Larger scale residential development:
I’m in the throws of negotiating a JV to develop a residential site for 16 houses in the North West. At the moment, development funding for such a large scheme would require a significant cash input of several hundred thousand pounds. Therefore in order to avoid having to find and inject such a large amount of cash, I’ve managed to negotiate a JV with the landowner. We intend to establish a new company with shares owned 50/50 between us. The landowner puts his land into the deal (in other words, it will be owned by the new company) providing the capital we require to seek bank funding to develop the scheme to the tune of £1.3m. I then develop the site, sell the houses and return a profit for both parties thereafter. At least, that’s the plan, all being well.
The bank will be repaid first. Then the land owner will be re-embursed for his land at a pre-agreed rate. Finally, the profit will be split between us.
The landowner benefits from the deal as they’re able to sell their land now at a price that reflects their input and they also get a share of the profits to reflect the risk involved. The advantage for me is that we’re able to acquire and develop a large site with much less risk than via a traditional funding source.
Crucially, to reduce our risks further still, I’ve devised a plan to split the development into three stages. So rather than develop all the houses in one go (as you would do in a buoyant market) I will initially build and sell four houses, then develop another six, before completing the project with the final six properties. The landowner will only transfer into the JV company enough land to complete each phase so will not be required to commit his entire site from the outset. Structuring the deal in this way means that we will never owe more than around 45% loan-to-value development funding which is prudent in the current climate.
This same principal can be applied to much smaller projects such as garden plots. I often source land directly from the owner, gain planning consent and turn it quickly for a profit. However, if the landowner is agreeable to a JV, I can often leverage more from the deal by developing out the plot.

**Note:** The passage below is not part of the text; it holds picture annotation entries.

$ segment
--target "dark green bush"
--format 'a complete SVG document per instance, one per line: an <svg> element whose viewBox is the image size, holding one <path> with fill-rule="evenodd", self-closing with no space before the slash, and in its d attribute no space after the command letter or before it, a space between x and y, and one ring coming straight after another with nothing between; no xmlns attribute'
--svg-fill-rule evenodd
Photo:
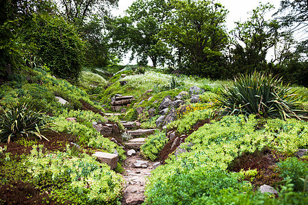
<svg viewBox="0 0 308 205"><path fill-rule="evenodd" d="M27 105L11 105L8 111L0 109L0 139L10 142L14 138L36 135L44 138L40 131L47 128L45 117L40 112L33 111Z"/></svg>
<svg viewBox="0 0 308 205"><path fill-rule="evenodd" d="M222 115L255 114L285 120L298 118L303 111L297 109L296 96L290 87L283 84L281 78L255 72L235 77L218 100Z"/></svg>
<svg viewBox="0 0 308 205"><path fill-rule="evenodd" d="M294 185L294 191L303 191L304 182L300 178L305 178L308 175L307 162L300 161L296 157L291 157L277 163L277 165L281 172L280 176L285 180L292 179L291 182Z"/></svg>
<svg viewBox="0 0 308 205"><path fill-rule="evenodd" d="M58 77L75 81L84 62L85 42L73 25L55 16L39 16L27 40L36 44L36 54Z"/></svg>

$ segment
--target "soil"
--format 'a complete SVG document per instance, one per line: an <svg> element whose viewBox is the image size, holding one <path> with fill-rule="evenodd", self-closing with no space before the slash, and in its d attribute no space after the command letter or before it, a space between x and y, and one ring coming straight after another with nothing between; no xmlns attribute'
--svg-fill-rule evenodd
<svg viewBox="0 0 308 205"><path fill-rule="evenodd" d="M55 131L47 131L42 133L46 137L49 141L44 139L31 139L36 141L36 144L43 144L45 150L49 151L64 151L66 149L66 144L70 142L76 141L76 136L66 134L58 133ZM17 142L10 142L9 144L1 143L0 146L3 148L7 146L7 151L12 154L11 159L14 159L16 161L20 161L21 156L30 154L32 148L31 146L25 146ZM3 156L1 156L2 157ZM3 161L0 161L0 168L4 169L1 167L5 166ZM24 170L25 172L25 170ZM0 177L2 178L5 176L5 173L1 172ZM5 183L5 184L0 187L0 204L42 204L43 202L48 200L50 204L55 204L49 196L46 193L41 193L40 190L35 188L32 184L25 182L26 175L20 177L22 181L18 180L14 181L11 179L10 181Z"/></svg>

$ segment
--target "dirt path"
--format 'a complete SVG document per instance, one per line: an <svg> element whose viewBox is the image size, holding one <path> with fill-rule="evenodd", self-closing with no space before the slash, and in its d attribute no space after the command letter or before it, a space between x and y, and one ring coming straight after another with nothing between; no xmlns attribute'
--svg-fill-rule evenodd
<svg viewBox="0 0 308 205"><path fill-rule="evenodd" d="M139 151L131 156L127 156L123 164L123 168L125 169L123 178L127 181L127 187L124 191L122 205L141 204L143 203L146 178L151 176L151 170L155 169L159 165L159 162L144 160Z"/></svg>

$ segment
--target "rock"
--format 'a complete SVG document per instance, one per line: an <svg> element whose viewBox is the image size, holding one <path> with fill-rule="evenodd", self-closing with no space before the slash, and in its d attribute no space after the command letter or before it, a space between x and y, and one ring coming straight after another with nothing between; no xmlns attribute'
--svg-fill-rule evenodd
<svg viewBox="0 0 308 205"><path fill-rule="evenodd" d="M148 110L148 113L149 113L149 118L151 118L155 115L156 109L155 109L154 108L151 108L150 109Z"/></svg>
<svg viewBox="0 0 308 205"><path fill-rule="evenodd" d="M181 105L184 105L185 102L185 101L181 100L177 100L175 101L173 101L171 105L172 105L172 107L177 108L179 107Z"/></svg>
<svg viewBox="0 0 308 205"><path fill-rule="evenodd" d="M138 107L136 109L136 111L138 115L141 114L143 111L144 108L142 107Z"/></svg>
<svg viewBox="0 0 308 205"><path fill-rule="evenodd" d="M175 138L175 131L172 132L169 135L169 139L170 141L172 141Z"/></svg>
<svg viewBox="0 0 308 205"><path fill-rule="evenodd" d="M111 169L116 167L118 161L118 155L102 152L95 152L93 156L97 157L101 162L110 166Z"/></svg>
<svg viewBox="0 0 308 205"><path fill-rule="evenodd" d="M129 139L128 142L125 143L125 146L129 149L133 149L139 150L140 147L144 144L145 138L135 138Z"/></svg>
<svg viewBox="0 0 308 205"><path fill-rule="evenodd" d="M167 124L174 121L175 120L175 109L172 107L168 113L168 115L166 116L165 119L164 120L162 126L164 126Z"/></svg>
<svg viewBox="0 0 308 205"><path fill-rule="evenodd" d="M136 131L128 131L127 133L131 136L138 136L142 135L150 135L154 133L155 129L144 129L144 130L136 130Z"/></svg>
<svg viewBox="0 0 308 205"><path fill-rule="evenodd" d="M188 91L188 92L190 94L203 94L204 92L204 90L196 86L192 86L190 88L190 90Z"/></svg>
<svg viewBox="0 0 308 205"><path fill-rule="evenodd" d="M112 130L113 129L112 128L107 126L102 126L101 130L99 132L104 136L109 136L112 133Z"/></svg>
<svg viewBox="0 0 308 205"><path fill-rule="evenodd" d="M130 150L127 151L127 155L128 156L131 156L133 154L136 154L136 151L134 150Z"/></svg>
<svg viewBox="0 0 308 205"><path fill-rule="evenodd" d="M142 104L142 103L143 103L143 102L144 102L144 100L141 100L141 101L140 101L140 102L139 102L139 103L138 103L138 105L140 105L141 104Z"/></svg>
<svg viewBox="0 0 308 205"><path fill-rule="evenodd" d="M177 138L175 138L175 141L173 141L172 145L171 146L171 150L173 150L173 149L177 146L177 144L179 144L179 142L180 141L181 139L177 137Z"/></svg>
<svg viewBox="0 0 308 205"><path fill-rule="evenodd" d="M126 84L127 84L127 81L119 81L120 84L123 86L125 85Z"/></svg>
<svg viewBox="0 0 308 205"><path fill-rule="evenodd" d="M168 107L171 103L172 102L172 101L171 101L171 100L168 97L165 97L162 102L160 102L159 106L158 107L158 110L160 111L161 110Z"/></svg>
<svg viewBox="0 0 308 205"><path fill-rule="evenodd" d="M190 102L196 103L200 101L200 97L198 95L192 94L190 98Z"/></svg>
<svg viewBox="0 0 308 205"><path fill-rule="evenodd" d="M166 115L162 115L156 120L155 124L157 127L162 125L164 122L164 119L165 119Z"/></svg>
<svg viewBox="0 0 308 205"><path fill-rule="evenodd" d="M269 192L270 193L278 194L277 191L276 191L274 188L267 184L264 184L261 186L259 190L262 193L265 192Z"/></svg>
<svg viewBox="0 0 308 205"><path fill-rule="evenodd" d="M148 90L146 91L146 92L144 93L144 94L149 94L149 93L151 92L153 92L153 90L152 90L152 89Z"/></svg>
<svg viewBox="0 0 308 205"><path fill-rule="evenodd" d="M153 168L155 169L159 165L160 165L160 162L156 162L156 163L153 164Z"/></svg>
<svg viewBox="0 0 308 205"><path fill-rule="evenodd" d="M142 195L131 195L126 199L125 201L127 205L137 205L144 202L144 196Z"/></svg>
<svg viewBox="0 0 308 205"><path fill-rule="evenodd" d="M73 145L73 146L77 148L78 149L80 149L80 146L79 146L78 144L75 144L75 143L73 143L73 142L70 142L70 144Z"/></svg>
<svg viewBox="0 0 308 205"><path fill-rule="evenodd" d="M65 100L64 99L63 99L61 97L58 97L58 96L55 96L55 98L56 99L57 99L57 100L59 101L60 103L62 104L62 105L65 105L66 103L68 103L68 102L67 102L66 100Z"/></svg>
<svg viewBox="0 0 308 205"><path fill-rule="evenodd" d="M297 157L302 157L308 152L307 149L298 149L296 153L295 153L295 156Z"/></svg>
<svg viewBox="0 0 308 205"><path fill-rule="evenodd" d="M185 96L188 96L189 94L185 91L182 91L177 96L175 97L175 100L181 100Z"/></svg>
<svg viewBox="0 0 308 205"><path fill-rule="evenodd" d="M159 111L159 115L166 115L166 114L168 113L168 110L169 110L169 109L168 109L168 107L167 107L167 108L165 108L165 109L161 110L161 111Z"/></svg>
<svg viewBox="0 0 308 205"><path fill-rule="evenodd" d="M77 122L77 119L75 118L67 118L66 120L68 122Z"/></svg>

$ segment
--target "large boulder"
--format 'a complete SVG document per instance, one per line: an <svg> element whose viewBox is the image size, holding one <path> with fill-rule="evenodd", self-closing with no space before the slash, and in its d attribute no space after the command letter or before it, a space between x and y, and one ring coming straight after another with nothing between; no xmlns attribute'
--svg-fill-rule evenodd
<svg viewBox="0 0 308 205"><path fill-rule="evenodd" d="M159 118L158 118L157 120L156 120L155 124L157 127L160 126L162 124L164 119L165 119L165 117L166 115L162 115Z"/></svg>
<svg viewBox="0 0 308 205"><path fill-rule="evenodd" d="M158 107L158 110L160 111L162 109L165 109L165 108L168 108L169 107L169 106L171 105L171 103L172 102L172 101L169 98L169 96L166 96L165 97L162 102L160 103L159 106Z"/></svg>
<svg viewBox="0 0 308 205"><path fill-rule="evenodd" d="M192 86L190 88L190 90L188 91L188 92L190 94L203 94L204 92L204 90L196 87L196 86Z"/></svg>
<svg viewBox="0 0 308 205"><path fill-rule="evenodd" d="M172 102L171 103L171 105L172 105L172 107L177 108L179 107L181 105L184 105L185 104L185 101L181 100L177 100L174 102Z"/></svg>

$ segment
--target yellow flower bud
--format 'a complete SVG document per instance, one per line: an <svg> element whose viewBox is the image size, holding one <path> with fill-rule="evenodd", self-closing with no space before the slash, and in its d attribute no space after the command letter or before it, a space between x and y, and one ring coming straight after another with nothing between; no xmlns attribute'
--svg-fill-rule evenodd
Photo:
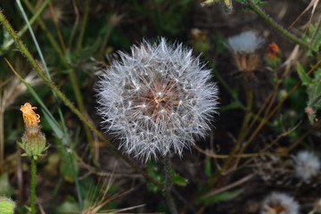
<svg viewBox="0 0 321 214"><path fill-rule="evenodd" d="M13 214L15 203L12 200L6 197L0 197L0 213Z"/></svg>

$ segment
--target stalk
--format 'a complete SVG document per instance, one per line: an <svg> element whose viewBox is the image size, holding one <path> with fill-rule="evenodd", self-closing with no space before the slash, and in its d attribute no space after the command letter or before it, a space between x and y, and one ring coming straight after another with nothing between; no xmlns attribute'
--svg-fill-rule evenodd
<svg viewBox="0 0 321 214"><path fill-rule="evenodd" d="M36 213L36 174L37 164L34 157L30 158L31 160L31 185L30 185L30 213Z"/></svg>
<svg viewBox="0 0 321 214"><path fill-rule="evenodd" d="M169 154L165 156L164 163L164 173L165 173L165 185L164 185L164 196L167 201L171 214L177 214L177 210L174 203L173 197L170 193L171 188L171 164Z"/></svg>

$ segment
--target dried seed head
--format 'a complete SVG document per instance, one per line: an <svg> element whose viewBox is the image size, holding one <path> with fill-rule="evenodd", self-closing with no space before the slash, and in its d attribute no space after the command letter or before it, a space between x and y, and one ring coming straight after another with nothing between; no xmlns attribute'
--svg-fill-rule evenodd
<svg viewBox="0 0 321 214"><path fill-rule="evenodd" d="M314 152L300 151L293 159L295 161L295 176L306 183L309 183L309 179L320 171L321 162Z"/></svg>
<svg viewBox="0 0 321 214"><path fill-rule="evenodd" d="M256 50L264 43L264 38L252 31L243 32L227 39L225 45L233 53L235 65L246 76L252 75L259 64L259 54Z"/></svg>
<svg viewBox="0 0 321 214"><path fill-rule="evenodd" d="M144 160L204 136L216 113L218 88L192 50L182 45L144 42L120 53L100 76L98 108L106 129L121 139L125 152Z"/></svg>

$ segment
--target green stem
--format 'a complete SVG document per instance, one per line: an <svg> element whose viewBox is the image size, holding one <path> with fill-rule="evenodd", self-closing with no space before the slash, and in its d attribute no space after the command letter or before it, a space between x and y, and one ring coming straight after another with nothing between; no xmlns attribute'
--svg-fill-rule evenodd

I’m currently involved in an extremely large deal which has required a complex and very high value JV agreement. More about that in the coming months but if everything goes to plan, we will walk away with a truly life changing profit… all on the back of other people’s money.
The property slump has been tough but the current swathe of bargain basement properties and development sites provide rich pickings for the canny investor. If you’re itching to get a piece of the action but lack the necessary funds, maybe a JV is the answer you’ve been searching for.
I would’ve been forced to walk away from many of my most profitable deals if I hadn’t ‘jumped into bed’ with a JV partner. Anyone considering a deal shouldn’t be put off at the first hurdle just because they lack the necessary funds. By being creative and entering into a JV you can overcome many funding issues and create lasting fruitful partnerships. In these difficult times we have to look to new ways to make deals happen. If you’re anything like me, you’ll see Joint Ventures as a key part of your wealth building strategy.